Speaking to reporters at his weekly news conference less than two hours before the AP story broke, Seahawks coach Pete Carroll said the termination of Rice after the video went public was the right call.
“I think that the commissioner and all of his backers, they’ve got it right,” Carroll said. “It’s unfortunate that it took more time than people’s patience, but we understand why. He’s done a good job to this point, but it’s tough that everybody’s on him so hard about it. Seems like he used the information well once he got it.”
Carroll acknowledged that the episode has changed his view regarding player evaluations.
“It will never be the same,” Carroll said. “Unfortunately, I’ve got to admit, my awareness is different than it was, and I don’t think it’ll ever be the same as it was.
“I’m glad that I can say that now, because hopefully we can prevent or head off any kind of issue that could come up in the future. Unfortunately, we had to see an incident that elevated our awareness to really get it to the right place. It’s unfortunate we have to learn the hard way sometimes.”
Carroll had been asked about injured CB A.J. Jefferson, who signed with the Seahawks in August after a domestic incident last year, when he was with the Minnesota Vikings.

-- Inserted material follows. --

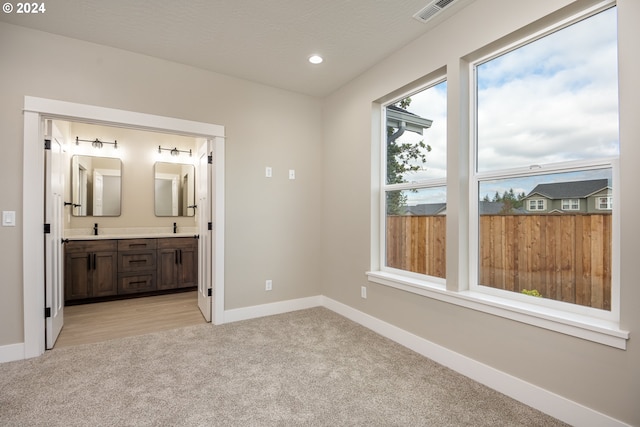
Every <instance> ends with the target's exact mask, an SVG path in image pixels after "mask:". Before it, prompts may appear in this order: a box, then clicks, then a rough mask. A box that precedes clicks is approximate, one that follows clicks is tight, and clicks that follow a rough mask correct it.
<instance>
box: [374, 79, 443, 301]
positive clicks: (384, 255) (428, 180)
mask: <svg viewBox="0 0 640 427" xmlns="http://www.w3.org/2000/svg"><path fill="white" fill-rule="evenodd" d="M446 81H447V76H446V73H439V74H438V76H437V77H435V78H431V79H429V80H428V82H427V83H424V84H421V85H420V86H418V87H415V88H413V89H411V90H410V91H405V92H403V93H401V94H400V95H398V96H394V97H393V99H392V100H390V101H387V102H384V103H382V104H380V135H381V139H380V163H379V166H378V167H379V168H380V182H379V186H380V187H379V188H380V197H379V198H378V199H379V201H378V203H379V212H378V214H379V218H380V221H379V222H380V227H379V239H378V240H379V244H378V248H377V249H378V265H379V270H380V271H382V272H386V273H390V274H392V275H396V276H401V277H406V278H407V279H409V280H413V281H419V282H425V283H429V284H430V285H432V286H436V287H437V288H438V289H444V288H445V286H446V277H445V278H442V277H436V276H430V275H427V274H421V273H416V272H412V271H409V270H401V269H399V268H394V267H389V266H388V265H387V254H386V249H387V221H386V218H387V203H386V195H387V192H389V191H404V190H421V189H428V188H438V187H444V188H445V190H446V189H447V177H446V176H444V177H442V178H436V179H425V180H422V181H416V182H403V183H399V184H387V146H386V135H387V114H386V111H387V107H388V106H390V105H393V104H395V103H397V102H398V101H400V100H402V99H404V98H407V97H410V96H413V95H415V94H417V93H420V92H423V91H425V90H428V89H429V88H432V87H434V86H437V85H439V84H441V83H443V82H446ZM446 142H447V144H448V138H447V141H446ZM447 163H448V160H447ZM444 215H445V217H446V213H445V214H444ZM445 274H446V273H445Z"/></svg>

Jefferson was arrested in November on a felony count of domestic assault after he allegedly strangled his girlfriend during an argument. He was immediately cut by the Vikings and suspended for four games by Goodell. But the suspension was lifted for undisclosed reasons.
Jefferson finished the season on injured reserve with the Cleveland Browns. He pleaded guilty to a misdemeanor count of domestic assault for which he served a suspended sentence of three days in jail.
He signed with the Seahawks in May, but sprained an ankle and was waived off the roster with an injury settlement.
Carroll said he talked with Seahawks players about domestic violence Wednesday.
“Unfortunately after such a serious incident, generally our awareness will grow, and we’ll be better off because of it,” he said. “For the people that have been involved with that, our hearts go out to them and the depth of their pain. Hopefully we’ll just do better and we’ll be better for it.
“It’s an extremely serious situation. We made them aware that we will help them in any way if they have concerns about it. We will try to elevate their awareness. I think it’s another example of an enormous situation that people learn from and grow so much from.
“Hopefully, the process and visibility will bring an awareness throughout our society. We need to take care of one another better and we need to respond accordingly.”